Project Description
The Plain Dealer – GroundWorks DanceTheater performers are tireless in program at Breen Center (Review)
By Donald Rosenberg, The Plain Dealer
The members of GroundWorks DanceTheater often go far beyond the call of duty in concert. This weekend’s program of three strenuous works at the Breen Center for the Performing Arts, for example, keeps the five GroundWorks dancers busy all night long.
And are they ever busy. Along with revivals of Amy Miller’s “Valence” and Lynne Taylor-Corbett’s “Hindsight,” the Cleveland modern-dance company is presenting the world premiere of Ronen Koresh’s arresting “CoDa,” a work of urgent physicality and emotional extremes.
The title – suggesting the concluding section of a piece – is as mysterious as much of the dance. In seven episodes set to haunting and exuberant music by French composer Rene Aubry, Koresh explores a spectrum of human interactions, some of them teasing, others brooding and defiant.
The dancers, dressed in various black-and-white costumes (by Koresh), introduce “CoDa” with a series of unison passages sparked by tummy rubs and mouth gestures. It’s festive and hip, with arms flying, bodies jiggling and smoke wafting in, as if this is a Parisian cabaret.
But playfulness is only a sometime thing in Koresh’s conflicted world. Although Sarah Perrett and Damien Highfield engage in frolicsome kicks, Felise Bagley and Gary Lenington perform a duet of torrid intensity, Kathryn Taylor tries to rid herself of demons in a spasmodic solo and Perrett returns alone as another troubled soul.
There are touches of jealousy and violence in the relationships, as well as folksy respites, and “CoDa” ends with the cast downstage staring blankly into the audience. It’s a work of ferocious energy that the GroundWorks dancers performed Friday with their special brand of focus and flexibility.
The same qualities are required in “Valence,” a juxtaposition of movement and music centered on the idea of breath. To Peter Swendsen’s intriguing amalgam of sounds, artistic associate Miller’s angular and quicksilver choreography embraces a panoply of entrances and exits, subtle responses and atmospheric resonances.

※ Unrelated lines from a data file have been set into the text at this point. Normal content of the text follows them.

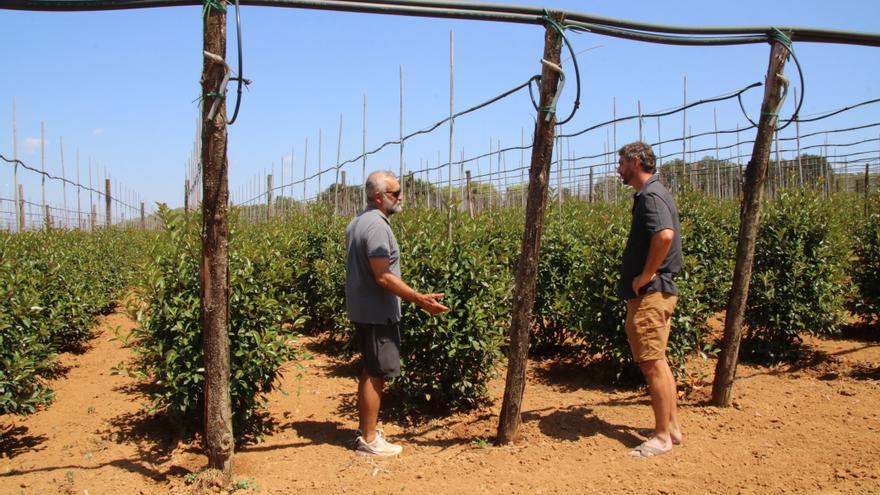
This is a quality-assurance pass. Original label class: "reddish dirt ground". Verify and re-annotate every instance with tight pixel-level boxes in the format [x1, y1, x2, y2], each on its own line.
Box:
[0, 313, 880, 495]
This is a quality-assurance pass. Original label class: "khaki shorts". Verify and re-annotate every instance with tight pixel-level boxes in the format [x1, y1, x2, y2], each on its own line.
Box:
[626, 292, 678, 363]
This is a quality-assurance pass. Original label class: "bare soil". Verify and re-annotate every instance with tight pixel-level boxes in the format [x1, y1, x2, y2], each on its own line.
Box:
[0, 313, 880, 495]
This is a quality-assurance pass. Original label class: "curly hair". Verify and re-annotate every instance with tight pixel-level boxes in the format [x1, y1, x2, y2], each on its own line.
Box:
[617, 141, 657, 174]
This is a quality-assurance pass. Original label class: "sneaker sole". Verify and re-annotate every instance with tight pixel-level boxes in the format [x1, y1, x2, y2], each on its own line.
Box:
[355, 450, 403, 457]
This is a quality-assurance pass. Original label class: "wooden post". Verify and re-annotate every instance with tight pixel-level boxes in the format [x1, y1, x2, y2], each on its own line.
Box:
[76, 148, 85, 230]
[40, 120, 49, 229]
[333, 113, 342, 215]
[12, 96, 24, 232]
[400, 65, 406, 200]
[199, 3, 235, 485]
[465, 170, 474, 218]
[58, 137, 68, 228]
[361, 93, 367, 206]
[446, 30, 455, 242]
[18, 184, 25, 232]
[341, 170, 348, 216]
[497, 12, 562, 444]
[266, 174, 274, 220]
[712, 36, 789, 407]
[104, 178, 113, 229]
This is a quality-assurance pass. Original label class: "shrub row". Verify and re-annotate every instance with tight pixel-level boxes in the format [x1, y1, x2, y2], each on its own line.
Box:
[0, 230, 141, 414]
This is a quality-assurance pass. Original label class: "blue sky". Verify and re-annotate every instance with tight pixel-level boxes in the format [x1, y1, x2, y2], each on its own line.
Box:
[0, 0, 880, 220]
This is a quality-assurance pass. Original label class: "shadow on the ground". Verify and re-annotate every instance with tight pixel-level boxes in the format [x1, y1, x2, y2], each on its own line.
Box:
[404, 412, 498, 449]
[102, 411, 186, 464]
[303, 338, 361, 378]
[522, 406, 643, 448]
[530, 360, 644, 393]
[240, 420, 355, 452]
[828, 318, 880, 343]
[0, 425, 49, 459]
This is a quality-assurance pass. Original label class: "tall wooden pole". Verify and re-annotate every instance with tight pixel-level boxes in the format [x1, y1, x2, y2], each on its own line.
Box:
[361, 93, 367, 206]
[333, 113, 342, 214]
[712, 35, 789, 407]
[40, 120, 49, 229]
[16, 184, 25, 232]
[199, 3, 235, 482]
[446, 30, 455, 242]
[498, 12, 562, 444]
[398, 64, 406, 198]
[58, 137, 68, 229]
[183, 179, 189, 218]
[104, 177, 113, 229]
[76, 148, 83, 229]
[266, 174, 274, 220]
[12, 96, 24, 232]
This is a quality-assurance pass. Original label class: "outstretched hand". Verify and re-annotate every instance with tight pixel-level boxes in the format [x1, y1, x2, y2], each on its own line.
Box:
[419, 293, 449, 315]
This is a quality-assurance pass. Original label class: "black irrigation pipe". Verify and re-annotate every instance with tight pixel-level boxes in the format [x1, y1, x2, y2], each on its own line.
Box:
[558, 82, 763, 138]
[0, 154, 136, 209]
[408, 82, 761, 174]
[406, 106, 880, 183]
[6, 0, 880, 46]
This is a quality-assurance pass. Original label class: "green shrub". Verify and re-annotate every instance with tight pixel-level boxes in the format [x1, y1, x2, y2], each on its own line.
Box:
[132, 209, 302, 439]
[742, 191, 850, 363]
[391, 211, 512, 412]
[0, 229, 141, 414]
[852, 193, 880, 320]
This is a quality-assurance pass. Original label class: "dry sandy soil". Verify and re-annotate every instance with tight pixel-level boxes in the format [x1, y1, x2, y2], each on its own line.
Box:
[0, 313, 880, 495]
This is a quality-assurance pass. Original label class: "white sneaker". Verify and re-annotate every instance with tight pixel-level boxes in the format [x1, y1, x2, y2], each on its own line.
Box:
[356, 430, 403, 457]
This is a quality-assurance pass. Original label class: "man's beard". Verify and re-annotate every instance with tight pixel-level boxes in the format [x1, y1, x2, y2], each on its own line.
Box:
[382, 197, 403, 215]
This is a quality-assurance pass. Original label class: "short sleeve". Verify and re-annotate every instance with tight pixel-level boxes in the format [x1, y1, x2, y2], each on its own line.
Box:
[364, 226, 391, 258]
[644, 194, 675, 235]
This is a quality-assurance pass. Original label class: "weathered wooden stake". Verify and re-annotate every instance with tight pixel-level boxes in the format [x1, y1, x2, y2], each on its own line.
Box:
[266, 174, 275, 220]
[199, 3, 235, 482]
[497, 12, 562, 444]
[465, 170, 474, 218]
[712, 35, 789, 407]
[104, 178, 113, 229]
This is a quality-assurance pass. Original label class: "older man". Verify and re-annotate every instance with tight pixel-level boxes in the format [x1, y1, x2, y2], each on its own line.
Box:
[617, 141, 682, 457]
[345, 170, 449, 456]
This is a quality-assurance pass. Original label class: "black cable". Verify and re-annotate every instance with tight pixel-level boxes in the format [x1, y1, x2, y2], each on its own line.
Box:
[797, 98, 880, 122]
[737, 32, 806, 131]
[559, 82, 762, 138]
[0, 0, 880, 46]
[529, 13, 581, 126]
[224, 0, 251, 125]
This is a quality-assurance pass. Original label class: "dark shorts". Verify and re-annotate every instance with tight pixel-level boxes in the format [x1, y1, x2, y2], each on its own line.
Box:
[354, 322, 400, 378]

An otherworldly aura pervades “Valence,” whose musical elements (waves, trains, electronic effects) are rhythmic and kinetic complements to Miller’s chain of solos, duets and ensemble sequences. Dennis Dugan’s horizontal lighting enhances the work’s austere personality. The results are both rigorous and fluid, and the dancers were alert to the abrupt changes in phrasing and mood.

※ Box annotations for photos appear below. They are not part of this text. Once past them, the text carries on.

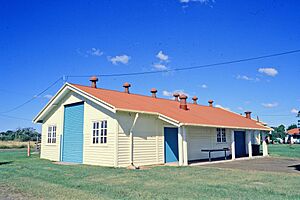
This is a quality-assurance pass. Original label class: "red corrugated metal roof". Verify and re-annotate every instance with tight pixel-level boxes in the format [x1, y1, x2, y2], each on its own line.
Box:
[71, 84, 270, 130]
[288, 128, 300, 135]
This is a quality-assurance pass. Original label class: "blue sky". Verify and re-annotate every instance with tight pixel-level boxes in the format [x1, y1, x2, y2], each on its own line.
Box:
[0, 0, 300, 131]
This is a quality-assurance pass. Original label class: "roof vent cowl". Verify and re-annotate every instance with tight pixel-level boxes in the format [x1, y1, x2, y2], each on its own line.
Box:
[123, 82, 131, 94]
[173, 93, 180, 101]
[150, 88, 157, 98]
[90, 76, 98, 88]
[208, 100, 214, 107]
[245, 111, 252, 119]
[192, 96, 198, 104]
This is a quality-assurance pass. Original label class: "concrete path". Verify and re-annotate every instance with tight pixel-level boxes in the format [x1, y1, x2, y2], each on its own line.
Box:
[199, 157, 300, 175]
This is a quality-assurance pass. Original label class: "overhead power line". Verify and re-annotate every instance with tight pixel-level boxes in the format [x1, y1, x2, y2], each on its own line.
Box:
[0, 114, 32, 122]
[0, 77, 63, 114]
[67, 49, 300, 78]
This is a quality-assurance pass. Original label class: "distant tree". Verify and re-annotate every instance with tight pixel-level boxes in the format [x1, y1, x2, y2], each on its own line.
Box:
[286, 124, 297, 131]
[0, 128, 41, 142]
[271, 125, 286, 140]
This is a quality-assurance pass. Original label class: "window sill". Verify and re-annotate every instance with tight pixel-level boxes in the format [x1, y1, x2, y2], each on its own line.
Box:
[216, 142, 228, 144]
[45, 143, 57, 146]
[90, 143, 108, 147]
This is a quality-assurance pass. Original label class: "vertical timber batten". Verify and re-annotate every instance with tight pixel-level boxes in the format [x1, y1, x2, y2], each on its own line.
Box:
[182, 126, 188, 166]
[231, 130, 235, 160]
[178, 127, 183, 166]
[130, 113, 139, 165]
[247, 131, 252, 158]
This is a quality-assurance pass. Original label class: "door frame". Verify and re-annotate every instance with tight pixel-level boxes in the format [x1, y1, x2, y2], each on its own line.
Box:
[234, 130, 247, 158]
[163, 125, 179, 163]
[60, 101, 85, 164]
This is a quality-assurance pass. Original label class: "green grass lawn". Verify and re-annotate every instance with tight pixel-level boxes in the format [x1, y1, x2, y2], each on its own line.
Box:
[268, 144, 300, 159]
[0, 147, 300, 199]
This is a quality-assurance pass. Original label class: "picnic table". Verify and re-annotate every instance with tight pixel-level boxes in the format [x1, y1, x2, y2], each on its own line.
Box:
[201, 148, 229, 162]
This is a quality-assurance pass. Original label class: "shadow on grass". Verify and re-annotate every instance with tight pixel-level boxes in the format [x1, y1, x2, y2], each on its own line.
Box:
[0, 161, 13, 165]
[289, 164, 300, 171]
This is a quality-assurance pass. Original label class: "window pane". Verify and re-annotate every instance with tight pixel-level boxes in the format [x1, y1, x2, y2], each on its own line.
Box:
[222, 137, 226, 142]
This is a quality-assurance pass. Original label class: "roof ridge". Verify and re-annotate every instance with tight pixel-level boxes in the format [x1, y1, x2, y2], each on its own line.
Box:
[69, 83, 211, 108]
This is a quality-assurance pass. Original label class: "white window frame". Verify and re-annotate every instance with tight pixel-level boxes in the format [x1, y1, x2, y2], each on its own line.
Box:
[91, 119, 108, 145]
[216, 128, 227, 143]
[47, 125, 57, 144]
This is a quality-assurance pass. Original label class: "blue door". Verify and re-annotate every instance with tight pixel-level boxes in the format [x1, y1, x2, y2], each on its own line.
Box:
[234, 131, 246, 158]
[62, 103, 84, 163]
[164, 128, 178, 163]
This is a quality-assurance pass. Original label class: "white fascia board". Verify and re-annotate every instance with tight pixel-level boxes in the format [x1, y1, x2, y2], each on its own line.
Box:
[68, 84, 116, 113]
[180, 123, 271, 131]
[33, 83, 116, 123]
[116, 108, 179, 127]
[32, 83, 68, 123]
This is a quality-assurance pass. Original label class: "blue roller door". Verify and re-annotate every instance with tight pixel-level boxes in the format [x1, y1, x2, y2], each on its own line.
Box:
[234, 131, 246, 158]
[164, 128, 178, 163]
[62, 103, 84, 163]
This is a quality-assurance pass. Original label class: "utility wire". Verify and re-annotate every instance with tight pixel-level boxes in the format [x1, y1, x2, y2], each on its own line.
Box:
[0, 77, 62, 114]
[0, 114, 32, 122]
[67, 49, 300, 78]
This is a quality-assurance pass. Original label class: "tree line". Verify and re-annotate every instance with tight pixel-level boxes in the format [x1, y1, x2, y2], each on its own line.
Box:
[0, 127, 41, 142]
[270, 124, 297, 140]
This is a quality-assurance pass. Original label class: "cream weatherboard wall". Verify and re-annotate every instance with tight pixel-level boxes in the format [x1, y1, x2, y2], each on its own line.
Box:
[117, 112, 168, 166]
[187, 127, 231, 160]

On a completely different (and unbuttoned) note is Taylor-Corbett’s “Hindsight,” a tribute to Chrissie Hynde and the Pretenders. Adam Larsen’s videos – photos of Akron and Ohio, postcards of smooching cows and pigs, collages of flickering candles – are key to the work’s whimsical and soulful character. Taylor-Corbett’s inventive melding of Broadway, ballet and modern allows the GroundWorks dancers to be sassy, sexy and even sacred.

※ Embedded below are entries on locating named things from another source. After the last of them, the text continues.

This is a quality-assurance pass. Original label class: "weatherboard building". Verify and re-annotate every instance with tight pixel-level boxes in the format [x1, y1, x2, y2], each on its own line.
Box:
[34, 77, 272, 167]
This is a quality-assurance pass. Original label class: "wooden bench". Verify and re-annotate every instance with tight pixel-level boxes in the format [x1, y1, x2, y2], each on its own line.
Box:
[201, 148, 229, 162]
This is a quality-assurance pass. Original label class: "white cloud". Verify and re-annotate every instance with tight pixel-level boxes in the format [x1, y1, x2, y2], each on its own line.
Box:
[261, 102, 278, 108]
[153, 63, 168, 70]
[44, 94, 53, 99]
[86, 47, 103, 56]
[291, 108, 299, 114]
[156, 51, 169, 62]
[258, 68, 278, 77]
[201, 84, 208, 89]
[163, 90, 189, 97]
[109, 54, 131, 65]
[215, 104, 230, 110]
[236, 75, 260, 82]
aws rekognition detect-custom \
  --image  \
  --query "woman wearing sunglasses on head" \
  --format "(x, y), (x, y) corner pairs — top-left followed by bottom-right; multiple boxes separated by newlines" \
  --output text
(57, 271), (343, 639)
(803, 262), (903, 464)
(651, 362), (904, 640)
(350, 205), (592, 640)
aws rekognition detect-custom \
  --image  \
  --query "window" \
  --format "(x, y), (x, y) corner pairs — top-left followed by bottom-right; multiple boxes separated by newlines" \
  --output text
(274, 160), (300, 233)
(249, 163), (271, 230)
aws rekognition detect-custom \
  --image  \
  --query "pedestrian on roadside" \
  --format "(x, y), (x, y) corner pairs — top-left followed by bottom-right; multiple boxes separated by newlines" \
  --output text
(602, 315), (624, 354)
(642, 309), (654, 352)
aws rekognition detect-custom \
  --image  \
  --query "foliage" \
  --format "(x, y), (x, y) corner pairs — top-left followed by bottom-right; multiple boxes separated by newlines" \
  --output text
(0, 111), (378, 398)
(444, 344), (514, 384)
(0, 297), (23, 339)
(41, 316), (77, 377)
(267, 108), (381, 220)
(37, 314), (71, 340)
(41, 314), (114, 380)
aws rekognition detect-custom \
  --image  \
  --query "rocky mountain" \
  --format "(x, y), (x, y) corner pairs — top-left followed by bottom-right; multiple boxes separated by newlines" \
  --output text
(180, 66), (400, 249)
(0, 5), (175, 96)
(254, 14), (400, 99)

Bagley was a standout in “Hymn to Her” enveloped in or released from long, black fabric. Perrett registered understandable surprise in “Love’s a Mystery” when Highfield and Lenington sauntered off arm in arm.
With Hynde’s music supplying a flourish of contrasting feelings, the company was as fresh and communicative at evening’s end as they were when the Breen Center’s slow, droning curtain rose nearly two hours earlier.